Raman spectroscopy is a well-established technique that allows both chemical and physical structural analysis of materials, especially for biological macromolecules in recent years.¹ When applied on the measurement of biological macromolecules, Raman spectroscopy can provide a large amount of structural information using a small sample. In addition, the application of Raman spectroscopy is convenient and does not damage the experimental samples.² In the last decade, Raman spectroscopy has been widely used in biological studies, and many important research results have been obtained.^3,4 Nevertheless, spectral interference, including various backgrounds and noises, has lead to problems in instrument calibration and the quantization of the spectral information. According to previous studies, one of the most significant sources of spectral variation is the variable background, also called the baseline.⁵ This baseline is usually caused by residual Rayleigh scattering at low Raman wavenumbers or by the fluorescence of organic molecules intrinsic to the analyzed sample or from contamination. The existence of the baseline can negatively affect the qualitative or quantitative analysis of Raman spectra because it always appears as a sample-independent smooth curve. Therefore, the baseline should be routinely fitted and corrected to mitigate this negative influence.⁶ In the last decade, much attention has been paid to eliminating the Raman spectral background, and several methods have been implemented.^7–10

Three main types of methods have been used to estimate the baseline in Raman spectra: smoothing spline fitting, wavelet decomposition and integration, and least squares error modeling. The spline-fitting method uses predesigned smooth curves to fit a noisy dataset. Although this method has long been used for baseline correction,^11–13 its performance is heavily dependent on prior settings. The wavelet decomposition and integration method has also been widely used for peak extraction from spectra.^12,14–23 The application of wavelet decomposition and integration to baseline correction assumes that peaks have high wavenumbers and the baseline has a low wavenumber. Using this method, it is difficult to select a proper threshold by which the high frequencies and low frequencies are accurately separated. Least squares error modeling is one of the most frequently used methods in baseline correction because of its simplicity. Nevertheless, the accurate selection of the least squares error model is not trivial in applications. Some researchers use Fourier transform filtering for fluorescence rejection, but this requires the researcher to manually choose the upper and lower limits in the frequency domain. This human intervention is time consuming, and the limits also vary from case to case.^24,25

In applications, polynomial fitting is the most popular baseline-removal technique. This strategy is simple and convenient.²⁶ Recently, Lieber and Mahadevan-Jansen proposed a modified multi-polynomial fitting method that substantially improved the fluorescence-background removal from Raman spectra.²⁷ However, this method still has some limitations, especially in real-time Raman processing systems and when there is high noise. The core process of polynomial fitting is minimizing a cost function. Therefore, the choice of the cost function is essential for curve fitting. Two piecewise functions—the asymmetric Huber function and the asymmetric truncated quadratic function—are commonly used in polynomial fitting. The asymmetric truncated quadratic function has been shown to be better than the asymmetric Huber function in Raman spectra baseline correction.²⁸ Nevertheless, the asymmetric truncated quadratic function still has shortcomings in application. For example, when the Raman spectra have high peak numbers, the flat part of the asymmetric truncated quadratic function will lead to the polynomial curve moving upward and away from the real baseline. Another problem is the choice of piecewise point s of the cost function. Previous methods empirically chose s, which not only increased the difficulty of fitting, but also potentially caused unpredictable bias.

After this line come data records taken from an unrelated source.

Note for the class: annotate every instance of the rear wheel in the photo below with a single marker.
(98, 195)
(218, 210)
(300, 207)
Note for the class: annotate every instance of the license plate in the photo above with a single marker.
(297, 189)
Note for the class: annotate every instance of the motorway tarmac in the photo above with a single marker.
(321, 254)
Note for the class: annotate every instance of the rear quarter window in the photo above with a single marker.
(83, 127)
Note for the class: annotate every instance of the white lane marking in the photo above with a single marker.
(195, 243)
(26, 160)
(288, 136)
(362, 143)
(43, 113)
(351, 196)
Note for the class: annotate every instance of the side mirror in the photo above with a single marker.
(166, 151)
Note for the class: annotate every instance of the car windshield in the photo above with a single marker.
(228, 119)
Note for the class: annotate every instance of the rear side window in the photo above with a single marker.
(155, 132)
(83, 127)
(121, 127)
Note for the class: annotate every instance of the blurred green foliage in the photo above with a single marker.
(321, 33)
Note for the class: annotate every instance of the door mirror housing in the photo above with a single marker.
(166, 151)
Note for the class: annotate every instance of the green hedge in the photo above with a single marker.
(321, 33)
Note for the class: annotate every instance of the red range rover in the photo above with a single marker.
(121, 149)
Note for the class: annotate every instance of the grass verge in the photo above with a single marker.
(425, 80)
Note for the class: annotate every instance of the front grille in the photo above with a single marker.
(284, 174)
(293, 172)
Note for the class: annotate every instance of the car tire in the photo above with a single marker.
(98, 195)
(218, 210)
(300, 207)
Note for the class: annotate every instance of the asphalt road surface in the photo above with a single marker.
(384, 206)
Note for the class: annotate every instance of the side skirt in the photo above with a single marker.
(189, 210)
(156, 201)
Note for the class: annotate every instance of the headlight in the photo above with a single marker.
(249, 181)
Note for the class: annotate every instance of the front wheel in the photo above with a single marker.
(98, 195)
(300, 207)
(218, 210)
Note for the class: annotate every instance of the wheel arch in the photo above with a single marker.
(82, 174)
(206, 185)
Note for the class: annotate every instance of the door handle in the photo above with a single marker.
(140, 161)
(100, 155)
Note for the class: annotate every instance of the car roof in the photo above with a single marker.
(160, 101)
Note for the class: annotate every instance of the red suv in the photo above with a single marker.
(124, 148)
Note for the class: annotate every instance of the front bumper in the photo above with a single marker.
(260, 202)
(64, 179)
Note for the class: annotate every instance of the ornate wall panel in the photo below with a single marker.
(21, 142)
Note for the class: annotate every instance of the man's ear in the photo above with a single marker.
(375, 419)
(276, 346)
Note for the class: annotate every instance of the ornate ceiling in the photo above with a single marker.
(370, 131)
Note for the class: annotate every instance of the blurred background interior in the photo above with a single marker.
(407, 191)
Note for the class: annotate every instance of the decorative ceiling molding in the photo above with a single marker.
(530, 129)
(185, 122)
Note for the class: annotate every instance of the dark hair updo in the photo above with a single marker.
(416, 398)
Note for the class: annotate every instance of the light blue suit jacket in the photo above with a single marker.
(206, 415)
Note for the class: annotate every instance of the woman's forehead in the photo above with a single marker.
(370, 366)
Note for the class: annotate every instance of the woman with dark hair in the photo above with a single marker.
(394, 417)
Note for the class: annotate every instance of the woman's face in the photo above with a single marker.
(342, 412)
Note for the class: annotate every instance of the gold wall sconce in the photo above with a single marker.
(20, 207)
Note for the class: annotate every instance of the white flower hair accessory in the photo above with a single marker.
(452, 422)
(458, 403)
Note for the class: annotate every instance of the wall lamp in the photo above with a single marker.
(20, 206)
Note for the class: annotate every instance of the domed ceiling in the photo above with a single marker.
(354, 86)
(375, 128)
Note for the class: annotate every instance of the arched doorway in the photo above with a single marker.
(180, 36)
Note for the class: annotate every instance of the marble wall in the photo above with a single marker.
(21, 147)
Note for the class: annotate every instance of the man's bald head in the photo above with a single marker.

In this article, we propose a new cost function, called the asymmetric Indec function. This new function has the property that the cost increases when the fitting curve moves upward and away from the real baseline, thus improving the accuracy of baseline fitting. In analyzing Raman spectra, we found that the threshold s (which is usually empirically chosen) can be mined from the raw Raman data. Based on our observation, we designed an iterative algorithm, called Goldindec, which automatically selects a reasonable threshold s and finally fits the baseline with high accuracy.^†

We used both simulated data and real data to evaluate Goldindec in comparison to other algorithms. First, we performed an experiment on simulated data to compare the methods using the asymmetric truncated quadratic function and the asymmetric Indec function as the cost functions. The results showed that the asymmetric Indec function performs better than the asymmetric truncated quadratic function as the cost function, especially when the peak number is higher. To fully evaluate Goldindec, we also compared our method to two other, non-polynomial-fitting algorithms. The results on simulated data showed that Goldindec has the highest average accuracy and stability and also that it is hardly influenced by the peak number and wavenumber. In addition, our tests using the real Raman spectra of five minerals—abelsonite, adamite, fluorliddicoatite, marialite, and andersonite—indicated that the baselines fitted using Goldindec almost coincide with the real baselines in the database, outperforming the other two algorithms.

METHODS

The measured data of Raman spectra obtained on N detector channels can be represented as two vectors x and y. The vector x, with its elements in increasing order, represents the Raman wavenumbers, and y represents the Raman intensities corresponding to x. In this study, we fit the baseline of Raman spectra based on vectors x and y.

Problem Modeling

We denote the Raman intensities of an N-point Raman spectrum as y = (y₁, …, y_N) and y = b + p + n, in which b is the baseline of the Raman spectrum, which needs to be corrected and is usually modeled as a p-order polynomial because polynomial fitting for the baseline satisfies most spectra;^27–30 p is the positive gathering peaks in the Raman spectrum, which have different shapes, amplitudes, positions, and widths; and n is the physical noise and model uncertainties, which are modeled here as a white Gaussian and additive noise with variance σ².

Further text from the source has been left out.